23.07.2012 - Suisse

Conférence internationale sur le VIH/sida: pas le moment de crier victoire

L'épidémie de VIH/sida est loin d'être sous contrôle. Alors que la conférence internationale sur le VIH/sida s’est ouverte à Washington, MSF met en garde contre tout excès d’optimisme.
Mozambique, 18.07.2012
Pour élargir rapidement l’accès aux traitements, les ressources financières doivent être doublées.

«Le Programme des Nations Unies sur le VIH/sida (ONUSIDA) estime que plus de 1,4 millions de personnes recevaient un traitement antirétroviral l’an dernier. Ce chiffre témoigne d’un pas en avant mais qui n’améliore guère une situation dramatique», déclare Oliver Moldenhauer, de la campagne d’accès aux médicaments de MSF.

D’une part, sept millions de personnes dans le monde sont toujours en attente de médicaments antirétroviraux et près de la moitié en ont besoin pour leur survie.

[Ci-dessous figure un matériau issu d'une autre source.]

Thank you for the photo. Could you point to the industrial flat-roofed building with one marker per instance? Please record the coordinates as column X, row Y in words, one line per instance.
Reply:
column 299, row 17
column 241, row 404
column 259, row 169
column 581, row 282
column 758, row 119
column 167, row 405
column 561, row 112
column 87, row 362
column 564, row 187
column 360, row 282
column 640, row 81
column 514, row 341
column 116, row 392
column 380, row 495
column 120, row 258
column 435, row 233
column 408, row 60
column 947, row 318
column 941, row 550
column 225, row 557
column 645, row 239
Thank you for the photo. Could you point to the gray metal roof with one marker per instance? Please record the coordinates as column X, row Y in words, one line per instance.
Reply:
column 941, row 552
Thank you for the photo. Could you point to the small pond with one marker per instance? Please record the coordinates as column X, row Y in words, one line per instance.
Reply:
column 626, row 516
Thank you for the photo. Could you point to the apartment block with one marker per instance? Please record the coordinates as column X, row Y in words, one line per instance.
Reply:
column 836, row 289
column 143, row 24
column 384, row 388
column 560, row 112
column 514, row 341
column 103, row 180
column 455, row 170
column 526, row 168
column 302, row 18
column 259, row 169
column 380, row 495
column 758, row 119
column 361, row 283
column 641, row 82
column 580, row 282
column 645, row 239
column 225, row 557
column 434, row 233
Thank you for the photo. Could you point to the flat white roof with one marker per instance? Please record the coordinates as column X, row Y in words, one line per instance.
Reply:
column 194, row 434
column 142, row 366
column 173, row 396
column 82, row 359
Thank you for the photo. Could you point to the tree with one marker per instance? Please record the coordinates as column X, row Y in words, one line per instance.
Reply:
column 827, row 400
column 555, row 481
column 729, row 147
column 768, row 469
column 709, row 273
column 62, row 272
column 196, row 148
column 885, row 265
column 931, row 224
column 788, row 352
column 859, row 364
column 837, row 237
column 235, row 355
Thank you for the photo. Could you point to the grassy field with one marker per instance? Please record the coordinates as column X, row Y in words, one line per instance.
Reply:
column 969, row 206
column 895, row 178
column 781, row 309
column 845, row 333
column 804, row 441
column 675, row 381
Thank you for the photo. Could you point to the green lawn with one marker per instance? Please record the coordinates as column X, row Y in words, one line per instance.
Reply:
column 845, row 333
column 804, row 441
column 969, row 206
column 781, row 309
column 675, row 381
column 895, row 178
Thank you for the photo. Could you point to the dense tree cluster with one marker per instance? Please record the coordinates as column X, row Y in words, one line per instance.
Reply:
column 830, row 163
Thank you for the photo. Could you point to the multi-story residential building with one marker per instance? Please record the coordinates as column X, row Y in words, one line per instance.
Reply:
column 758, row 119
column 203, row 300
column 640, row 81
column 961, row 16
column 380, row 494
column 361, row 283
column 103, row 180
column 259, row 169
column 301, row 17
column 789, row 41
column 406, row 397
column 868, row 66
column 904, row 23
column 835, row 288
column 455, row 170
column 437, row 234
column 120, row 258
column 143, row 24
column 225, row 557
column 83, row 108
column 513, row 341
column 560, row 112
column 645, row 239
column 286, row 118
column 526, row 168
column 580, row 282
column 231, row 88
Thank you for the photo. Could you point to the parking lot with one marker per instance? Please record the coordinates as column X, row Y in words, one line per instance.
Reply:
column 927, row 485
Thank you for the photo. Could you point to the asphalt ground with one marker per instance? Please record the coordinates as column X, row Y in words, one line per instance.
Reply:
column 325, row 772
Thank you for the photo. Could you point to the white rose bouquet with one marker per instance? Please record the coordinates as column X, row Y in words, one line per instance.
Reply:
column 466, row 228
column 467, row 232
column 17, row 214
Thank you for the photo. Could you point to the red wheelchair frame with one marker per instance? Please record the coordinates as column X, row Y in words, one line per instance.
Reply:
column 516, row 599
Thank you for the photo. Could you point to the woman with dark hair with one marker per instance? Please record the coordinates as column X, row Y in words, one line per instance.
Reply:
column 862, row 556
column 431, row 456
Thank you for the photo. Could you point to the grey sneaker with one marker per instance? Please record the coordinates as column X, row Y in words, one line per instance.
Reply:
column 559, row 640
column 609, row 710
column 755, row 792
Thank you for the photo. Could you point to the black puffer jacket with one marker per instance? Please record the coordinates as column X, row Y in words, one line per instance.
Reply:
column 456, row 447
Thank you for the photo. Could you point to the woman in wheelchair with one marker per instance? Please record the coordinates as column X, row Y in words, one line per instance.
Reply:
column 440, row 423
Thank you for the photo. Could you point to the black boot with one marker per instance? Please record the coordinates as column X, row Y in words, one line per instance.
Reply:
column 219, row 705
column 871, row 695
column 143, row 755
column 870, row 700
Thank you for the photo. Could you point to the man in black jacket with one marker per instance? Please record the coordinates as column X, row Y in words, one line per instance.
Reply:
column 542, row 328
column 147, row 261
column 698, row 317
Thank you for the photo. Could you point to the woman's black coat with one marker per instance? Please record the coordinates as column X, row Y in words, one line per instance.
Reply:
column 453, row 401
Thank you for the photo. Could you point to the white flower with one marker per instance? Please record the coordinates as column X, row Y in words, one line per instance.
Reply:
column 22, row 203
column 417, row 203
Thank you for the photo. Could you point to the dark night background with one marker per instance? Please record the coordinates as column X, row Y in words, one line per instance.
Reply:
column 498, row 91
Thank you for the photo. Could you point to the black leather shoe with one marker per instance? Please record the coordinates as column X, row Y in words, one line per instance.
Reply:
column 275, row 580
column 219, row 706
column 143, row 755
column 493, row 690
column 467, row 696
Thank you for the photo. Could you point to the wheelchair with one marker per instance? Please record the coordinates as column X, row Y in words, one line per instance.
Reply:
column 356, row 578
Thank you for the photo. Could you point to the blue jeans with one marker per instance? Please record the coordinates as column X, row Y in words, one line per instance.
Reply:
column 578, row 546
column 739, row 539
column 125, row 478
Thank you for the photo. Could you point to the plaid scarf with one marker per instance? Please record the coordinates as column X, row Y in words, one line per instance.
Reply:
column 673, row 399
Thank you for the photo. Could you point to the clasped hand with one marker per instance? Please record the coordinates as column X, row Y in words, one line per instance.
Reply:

Pour élargir rapidement l’accès aux traitements, les ressources financières doivent être doublées. D’autre part, les médicaments contre le VIH/sida les plus récent sont souvent trop chers, parce qu’ils sont encore sous brevet et qu’il n’y a donc pas de concurrence de la part des producteurs de génériques.

Dans le même temps, l'Inde, qui est le plus grand exportateur de médicaments génériques, est de plus en plus exposé aux attaques juridiques et politiques, notamment de l’Union européenne et de la compagnie pharmaceutique suisse Novartis.

«Aujourd'hui, nous savons que le traitement constitue une prévention, fait valoir Oliver Moldenhauer. Les gens qui prennent des médicaments antirétroviraux sont beaucoup moins contagieux. Chaque traitement est donc un investissement judicieux pour l'avenir. Avec une action résolue et concertée de tous les acteurs impliqués, nous pourrions commencer à résoudre le problème.»